Times24.info : Les athlètes kényans ont dominé une 12e édition baignée de soleil. L’épreuve a un bel avenir devant elle

Un marathon, c’est une sacrée histoire, qui se raconte au compte-gouttes, à la sueur de son front. Mais là, à l’heure de la délivrance, sur ce pont du Mont-Blanc qui tangue de bonheur, l’inspiration manque. Il a fait chaud et les héros du jour cherchent leur second souffle. L’exploit porte un prénom et un drapeau. Les dossards disent le cosmopolitisme du Genève Marathon. Brusquement, un cri de joie perce la rumeur. Le Brésilien Bruno de Lima est le dernier concurrent à avoir franchi la ligne d’arrivée en moins de trois heures. Pour une seconde! A chacun son exploit, sa fierté.

Julius Chepkwony (28 ans), camarade d’entraînement de l’ancien recordman du monde Wilson Kipsang, espérait lui descendre sous les 2 h 10. Dans l’aristocratie du marathon, ce chrono de référence est une marque de dignité. A Genève, il lui aurait surtout valu quelques dollars de plus! Comme beaucoup d’autres coureurs africains, le Kényan d’Iten est d’abord un chasseur de primes. «Un marathon, pour eux, c’est deux ou trois mois d’investissement. Et le risque de tout perdre en un jour», confie René Auguin. Mandaté par les organisateurs, le manager parisien gère le plateau élite. «Selon le système de l’offre et de la demande», précise-t-il.

La débandade du lièvre

Sur le tablier bleu du pont du Mont-Blanc, Julius Chepkwony a remporté son quatrième marathon international (après Barcelone, Taipei et Venise) mais le record du parcours (2 h 11) lui est passé sous le nez pour onze secondes. Son front est perlé de frustration. «Il faisait un peu trop chaud», s’époumone-t-il. Un cliché s’évanouit. «Non, les coureurs des hauts plateaux ne sont pas insensibles à la chaleur. Chez eux, ils s’entraînent souvent dans le froid», note René Auguin.

En fait, c’est surtout la débandade du lièvre, déjà à bout de souffle après 10 km, qui a fait capoter le plan de course! «Les leaders ont tergiversé, ils n’ont pas l’habitude de faire cause commune, de partager», ajoute René Auguin. Chez les dames, Jane Kiptoo a elle aussi transpiré pour défendre son titre en 2 h 35’03. Silhouette si menue, la Kényane semble avoir encore fondu au soleil…

La joëlette du bonheur

L’épreuve genevoise, qui visait un chrono sous les 2 h 10, n’est donc pas encore entrée dans le Hall of Fame du marathon. Elle a reçu d’autres lettres de noblesse, à la pelle. «Un record ne se commande pas, les champions africains ne sont pas des robots», philosophe Benjamin Chandelier, largement comblé par le satisfecit général des participants. «Pour nous, la qualité primera toujours», indique le directeur du marathon en soulignant les efforts entrepris cette année pour améliorer – encore – la nature du parcours ou l’organisation du transport des sacs.

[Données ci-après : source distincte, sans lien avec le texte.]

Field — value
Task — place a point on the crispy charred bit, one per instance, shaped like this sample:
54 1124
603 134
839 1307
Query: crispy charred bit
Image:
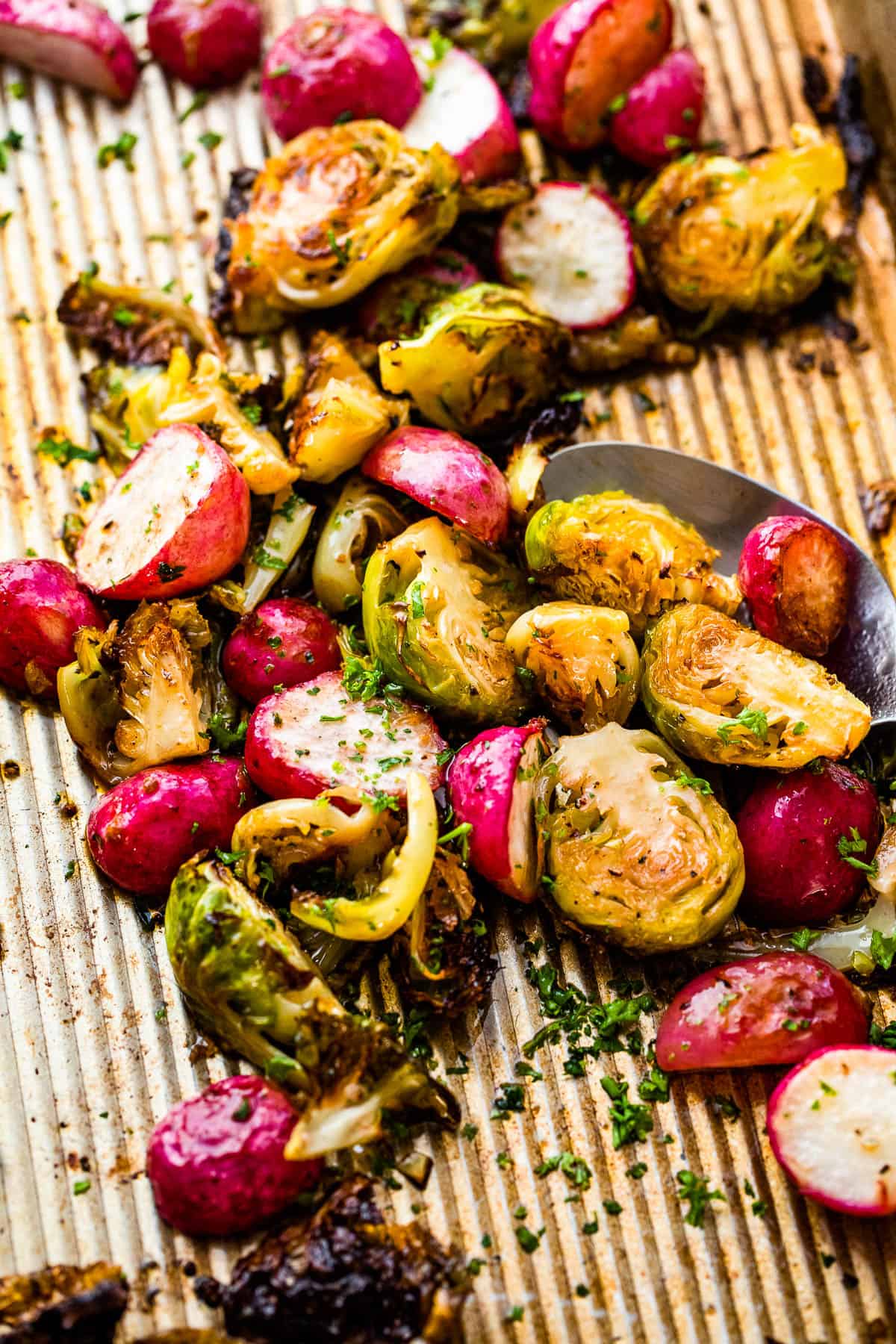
235 203
344 1276
441 956
132 324
63 1303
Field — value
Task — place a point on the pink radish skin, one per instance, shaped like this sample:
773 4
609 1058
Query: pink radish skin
830 1127
790 828
570 250
585 55
736 1016
144 828
176 520
282 643
334 63
207 43
448 475
217 1166
662 112
465 112
489 784
72 40
42 605
794 574
395 304
293 742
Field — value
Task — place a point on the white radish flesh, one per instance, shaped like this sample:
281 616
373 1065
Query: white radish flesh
570 250
832 1124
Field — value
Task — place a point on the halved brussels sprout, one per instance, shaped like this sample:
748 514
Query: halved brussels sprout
484 358
437 608
361 519
617 551
335 210
583 660
722 692
721 233
341 413
637 847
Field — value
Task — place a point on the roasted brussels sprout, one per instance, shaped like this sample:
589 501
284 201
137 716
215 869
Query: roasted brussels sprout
63 1303
635 847
482 359
442 953
140 695
361 519
335 210
618 551
347 1276
375 885
134 324
437 608
583 660
491 28
721 233
722 692
252 986
341 413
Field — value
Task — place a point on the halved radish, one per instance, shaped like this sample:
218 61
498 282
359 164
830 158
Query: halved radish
448 475
832 1125
464 111
70 40
316 737
570 250
176 520
491 785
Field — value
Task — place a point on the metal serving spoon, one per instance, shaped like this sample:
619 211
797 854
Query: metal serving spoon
724 505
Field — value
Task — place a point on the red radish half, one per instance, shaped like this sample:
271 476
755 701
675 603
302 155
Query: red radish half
832 1125
176 520
586 55
768 1009
464 111
570 250
70 40
448 475
794 574
662 112
314 737
491 785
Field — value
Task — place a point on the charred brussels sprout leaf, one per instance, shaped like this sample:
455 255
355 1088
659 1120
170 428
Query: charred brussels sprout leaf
361 519
721 233
252 986
583 660
617 551
437 608
347 1276
63 1303
335 210
482 359
649 862
722 692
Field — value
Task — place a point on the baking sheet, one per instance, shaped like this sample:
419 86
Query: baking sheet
94 1045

Il n’a pas peur d’applaudir une course sans nuages et sans faux pli à l’image des tee-shirts techniques «Swiss label» distribués aux coureurs.

Chez OC Sports, l’entreprise qui tient les rênes de la manifestation depuis 2010, on se garde bien de mettre la charrue avant les bœufs. Les bénéfices attendront. «Là, on est encore en phase de développement et d’investissement», explique Rémy Duchemin, son directeur général. L’objectif des 20 000 participants reste dans son viseur. «On devrait y parvenir dans deux ou trois ans. L’événement atteindra alors sa maturité, sans trahir, j’y compte bien, sa taille humaine.»

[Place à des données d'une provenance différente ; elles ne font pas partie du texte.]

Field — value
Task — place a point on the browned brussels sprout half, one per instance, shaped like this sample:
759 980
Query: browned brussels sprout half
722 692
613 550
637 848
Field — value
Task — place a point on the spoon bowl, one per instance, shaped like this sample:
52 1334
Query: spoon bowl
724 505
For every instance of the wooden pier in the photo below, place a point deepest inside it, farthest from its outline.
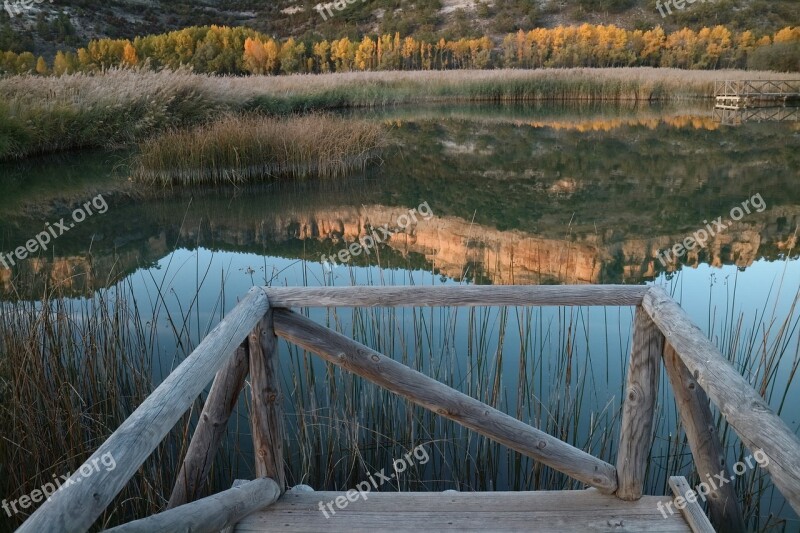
(737, 117)
(743, 94)
(245, 343)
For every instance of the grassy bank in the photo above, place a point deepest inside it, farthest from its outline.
(122, 107)
(240, 149)
(68, 383)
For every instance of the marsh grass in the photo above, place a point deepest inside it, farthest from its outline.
(69, 365)
(122, 107)
(238, 149)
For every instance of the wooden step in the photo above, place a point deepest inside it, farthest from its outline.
(543, 511)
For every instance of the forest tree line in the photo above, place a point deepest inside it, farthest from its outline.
(238, 50)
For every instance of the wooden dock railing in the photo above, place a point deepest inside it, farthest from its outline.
(245, 342)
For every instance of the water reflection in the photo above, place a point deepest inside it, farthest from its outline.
(520, 195)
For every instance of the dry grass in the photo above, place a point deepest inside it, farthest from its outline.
(241, 149)
(39, 115)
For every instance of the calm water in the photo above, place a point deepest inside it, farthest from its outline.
(519, 195)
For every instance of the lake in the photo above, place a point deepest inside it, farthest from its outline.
(517, 194)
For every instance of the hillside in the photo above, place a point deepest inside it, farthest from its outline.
(45, 26)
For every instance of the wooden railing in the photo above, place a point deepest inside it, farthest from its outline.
(778, 88)
(245, 342)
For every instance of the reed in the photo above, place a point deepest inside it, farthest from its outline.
(122, 107)
(238, 149)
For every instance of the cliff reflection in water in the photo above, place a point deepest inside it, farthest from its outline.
(519, 195)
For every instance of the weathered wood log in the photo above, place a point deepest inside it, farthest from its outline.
(691, 511)
(210, 514)
(701, 432)
(639, 406)
(210, 429)
(445, 401)
(76, 507)
(267, 411)
(746, 412)
(533, 295)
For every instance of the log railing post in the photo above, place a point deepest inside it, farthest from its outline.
(267, 411)
(638, 406)
(701, 432)
(210, 428)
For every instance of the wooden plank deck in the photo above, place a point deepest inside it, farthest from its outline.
(542, 511)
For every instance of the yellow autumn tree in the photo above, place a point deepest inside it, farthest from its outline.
(129, 56)
(365, 54)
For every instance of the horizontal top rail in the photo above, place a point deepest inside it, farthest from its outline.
(457, 295)
(756, 87)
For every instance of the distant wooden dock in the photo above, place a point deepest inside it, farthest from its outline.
(743, 94)
(245, 343)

Tandis que le directeur parle, les marathoniens défilent sous la banderole d’arrivée. Les foulées sont plus lasses mais la fierté d’être arrivé au bout n’en est pas moins grande. Comme celle du jeune Robin, un enfant polyhandicapé de Clair-Bois, que son accompagnant François Cormorèche, cadre chez P & G, a mené à bon port en joëlette. C’est une belle histoire, qui donne des frissons.